City’s “bucket” challenge a soggy success
The Ice Bucket Challenge continues in Elizabethton.
But there weren’t really any ice buckets. So perhaps that should read: The Fire Hose Challenge has begun in Elizabethton.
City of Elizabethton, Elizabethton Police Department and Elizabethton Fire Department employees answered the viral Ice Bucket Challenge Monday afternoon. But instead of taking the traditional route of using icewater-filled buckets, they added a twist of their own by using a brush truck with an icewater-filled tank and a fire hose to soak the challenge accepters.
The Ice Bucket Challenge is a way to raise awareness for amyotrophic lateral sclerosis, also known as ALS or Lou Gehrig’s disease.
This round of the challenge started when EPD Maj. Shannon Peters personally challenged EPD Chief Greg Workman to accept. Workman took the challenge one step further by including more police officers, firefighters and other city employees. “We decided to extend it to other city employees,” Workman said. “I received the challenge on an individual level, but we extended it to the municipal level.

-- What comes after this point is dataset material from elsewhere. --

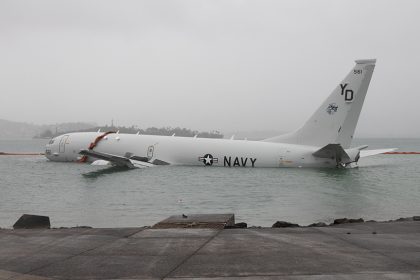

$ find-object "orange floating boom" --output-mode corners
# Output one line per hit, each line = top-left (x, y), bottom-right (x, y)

We want to get the awareness out there about ALS and promote the Wandell walk/run race that is coming up.”
The annual Wandell Walk/Run 5K race will be held Sept. 20 in honor of East Side Elementary Principal Josh Wandell, who was diagnosed with ALS last year.

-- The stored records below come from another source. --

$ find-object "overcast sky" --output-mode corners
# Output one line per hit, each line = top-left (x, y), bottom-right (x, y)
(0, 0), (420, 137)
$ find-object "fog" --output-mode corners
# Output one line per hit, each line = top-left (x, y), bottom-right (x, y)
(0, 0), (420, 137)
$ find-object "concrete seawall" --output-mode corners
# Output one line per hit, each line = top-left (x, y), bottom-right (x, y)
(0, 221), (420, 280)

“This is a good time to get the word out,” Workman said.
City Manager Jerome Kitchens was one of those accepting the challenge.

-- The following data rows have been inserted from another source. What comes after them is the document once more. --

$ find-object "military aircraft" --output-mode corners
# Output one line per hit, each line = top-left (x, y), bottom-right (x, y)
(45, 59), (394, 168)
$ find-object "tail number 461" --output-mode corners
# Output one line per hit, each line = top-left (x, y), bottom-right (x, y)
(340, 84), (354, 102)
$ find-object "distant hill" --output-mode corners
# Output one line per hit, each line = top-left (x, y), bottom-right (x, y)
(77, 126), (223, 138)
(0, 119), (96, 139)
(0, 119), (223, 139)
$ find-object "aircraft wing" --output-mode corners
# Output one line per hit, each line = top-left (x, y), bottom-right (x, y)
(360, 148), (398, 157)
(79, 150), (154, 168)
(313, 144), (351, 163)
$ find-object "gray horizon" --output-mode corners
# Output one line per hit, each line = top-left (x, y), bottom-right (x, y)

“ALS is a terrible disease,” Kitchens said. “We have a local person who has been affected by the disease. We want to raise awareness for this disease, and raise donations for research towards a cure.”
City employees were joined by some of the City Council members for the challenge. Mayor Curt Alexander and council member Bob Cable joined the challenge accepters and Nancy Alsup supported the group from the sidelines.
“We are out in support of the fight against ALS and we are here in support of Josh Wandell,” Alexander said.
With such a large group, planners decided it would be more practical to use a fire hose to douse the group instead of individual buckets. While there were no actual ice cubes falling down from above onto the challenge accepters, all agreed the water was cold enough to meet the requirements.
“I understand that they put ice cubes in the water in the truck and let it sit a while,” Alexander said. “It was definitely cold enough.”
The city has now extended a challenge to the Carter County Rescue Squad, Sycamore Shoals Hospital and the City of Johnson City.